Another active investor in the region, and one of the most active agri investors globally, is Hassad Food, the wholly-owned subsidiary of Qatar’s sovereign wealth fund. The company has a mandate to run a profitable business as well as to contribute to Qatar’s food security programme.

Hamad Al Saad, advisor at Hassad Food, explains their journey. “We have invested in Australia, Pakistan and Oman. The performance has been very good and agriculture for us has been a success story. We have invested successfully in foreign soils and we are now reaping the benefits after seven years of start-ups.” He believes that agriculture presents tremendous opportunity in the future. His rationale: “Food is important all the time.”

There are numerous opportunities outside of the region and there are countries positioning themselves to attract capital Middle Eastern investors, such as Turkey.

With the hope of attracting capital from the Gulf region, Turkey has begun to position itself as a major halal food producer by abolishing taxes for investors from region; this was previously a major disincentive for Gulf nationals and organisations to invest in the country. Now that the doors are open for investment, two successful Middle East & North Africa (MENA) investment houses have decided to test the country’s waters.

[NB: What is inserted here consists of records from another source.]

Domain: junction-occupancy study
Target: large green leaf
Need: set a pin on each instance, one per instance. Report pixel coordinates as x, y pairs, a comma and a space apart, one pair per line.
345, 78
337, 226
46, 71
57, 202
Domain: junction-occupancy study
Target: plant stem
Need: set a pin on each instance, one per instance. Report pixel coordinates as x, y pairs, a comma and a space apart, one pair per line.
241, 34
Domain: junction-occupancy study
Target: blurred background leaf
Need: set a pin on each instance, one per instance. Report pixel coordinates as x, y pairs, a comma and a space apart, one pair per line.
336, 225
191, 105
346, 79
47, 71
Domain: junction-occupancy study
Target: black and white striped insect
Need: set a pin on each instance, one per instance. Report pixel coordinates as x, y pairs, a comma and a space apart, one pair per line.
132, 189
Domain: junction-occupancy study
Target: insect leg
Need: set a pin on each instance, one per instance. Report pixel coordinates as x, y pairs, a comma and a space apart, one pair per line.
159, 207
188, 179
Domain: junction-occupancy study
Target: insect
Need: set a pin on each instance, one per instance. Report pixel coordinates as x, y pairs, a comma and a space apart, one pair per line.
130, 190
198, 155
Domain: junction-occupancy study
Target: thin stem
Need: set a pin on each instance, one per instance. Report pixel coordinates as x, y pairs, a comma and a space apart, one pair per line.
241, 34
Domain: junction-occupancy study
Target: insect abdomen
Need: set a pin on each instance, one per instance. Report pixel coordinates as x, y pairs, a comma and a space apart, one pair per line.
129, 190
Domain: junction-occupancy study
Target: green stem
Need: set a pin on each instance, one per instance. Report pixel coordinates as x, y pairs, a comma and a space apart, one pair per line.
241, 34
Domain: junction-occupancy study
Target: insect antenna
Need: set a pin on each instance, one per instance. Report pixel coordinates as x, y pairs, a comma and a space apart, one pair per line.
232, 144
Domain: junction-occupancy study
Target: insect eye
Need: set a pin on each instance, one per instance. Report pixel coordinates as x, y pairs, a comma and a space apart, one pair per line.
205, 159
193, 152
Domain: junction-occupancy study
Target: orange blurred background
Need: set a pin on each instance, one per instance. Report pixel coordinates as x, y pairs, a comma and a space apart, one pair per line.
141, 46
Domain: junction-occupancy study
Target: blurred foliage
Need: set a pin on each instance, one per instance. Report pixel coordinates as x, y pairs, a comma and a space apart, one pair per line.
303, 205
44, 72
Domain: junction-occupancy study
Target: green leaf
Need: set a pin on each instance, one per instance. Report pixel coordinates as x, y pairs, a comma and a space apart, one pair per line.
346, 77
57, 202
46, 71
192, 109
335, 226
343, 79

And some leading investment firms such as Dubai’s Abraaj Capital have invested in the country’s agri sector. Abraaj bought an 80 percent stake in the Yorsan Group, Turkey’s fourth largest dairy producer, and Bahrain’s Investcorp owns a 25 percent holding in Namet, a Turkish meat producer.

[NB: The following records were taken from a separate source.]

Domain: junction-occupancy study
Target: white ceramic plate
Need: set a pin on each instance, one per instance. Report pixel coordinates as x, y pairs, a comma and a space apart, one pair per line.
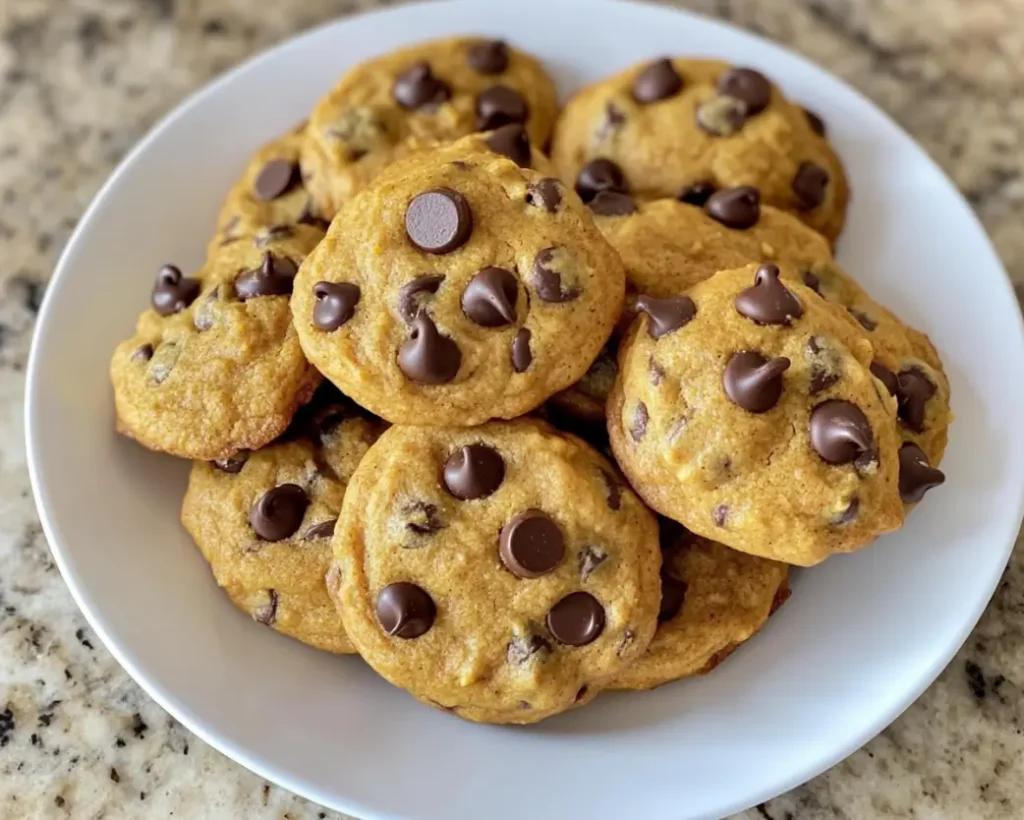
859, 640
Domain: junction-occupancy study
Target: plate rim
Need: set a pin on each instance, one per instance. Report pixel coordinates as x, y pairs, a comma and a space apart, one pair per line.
171, 702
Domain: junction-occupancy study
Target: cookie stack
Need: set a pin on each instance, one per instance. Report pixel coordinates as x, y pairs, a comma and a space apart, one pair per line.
515, 429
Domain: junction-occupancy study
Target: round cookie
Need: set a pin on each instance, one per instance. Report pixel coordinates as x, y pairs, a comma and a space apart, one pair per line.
268, 196
747, 411
713, 599
458, 291
264, 519
685, 128
215, 364
503, 572
385, 108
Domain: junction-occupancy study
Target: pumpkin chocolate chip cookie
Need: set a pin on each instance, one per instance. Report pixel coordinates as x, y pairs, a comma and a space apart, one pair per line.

Firms from further afield have also successfully attracted capital from family offices in the MENA region, including Aquila Capital, the German alternatives investment manager. “As more managers like ourselves deliver strong track records, we believe more capital will flow. This will mean that early investors will be well rewarded. Agriculture is in a similar place to where infrastructure was 15-20 years ago,” said Andrew Sliper, senior vicepresident.

London is a leading capita for agriculture investment funds including several listed equity funds focused on the sector, such as Brooks Macdonald Funds and First State Investments.

“For the past five and a half years since we launched the agricultural fund, we have witnessed the expansion of the agricultural sector with IPOs and capital raisings, we have seen both demand for food and production rise and interestingly also global trade has increased as many developing countries do not have the ability to increase their domestic production to meet demand. Our expectation for demand growth has materialised and has underpinned faster earnings growth of the sector,” said Skye Macpherson, portfolio manager at First State.

But more needs to be done to ensure these products are suitable for the vast majority of Middle Eastern investors because with the prominence of Islamic finance in the region, many institutional investors and high net worth individuals will only invest in a product if it is classified as sharia-compliant.

Our vision is to create a world where food is readily available at affordable cost by assisting, building and promoting food production initiatives through sharia-compliant and cost effective options. In the past 10 years, we have assisted agribusinesses such as Canada’s AGInvest Properties, SCS Farmland from UK and Treedom in Hong Kong in producing sharia-compliant investment products.

With the vast amount of liquidity available to tap and Islamic financial markets worth $1.2 trillion, more agriculture funds should consider exploring sharia compliance to supply a wealth of demand from the Middle East.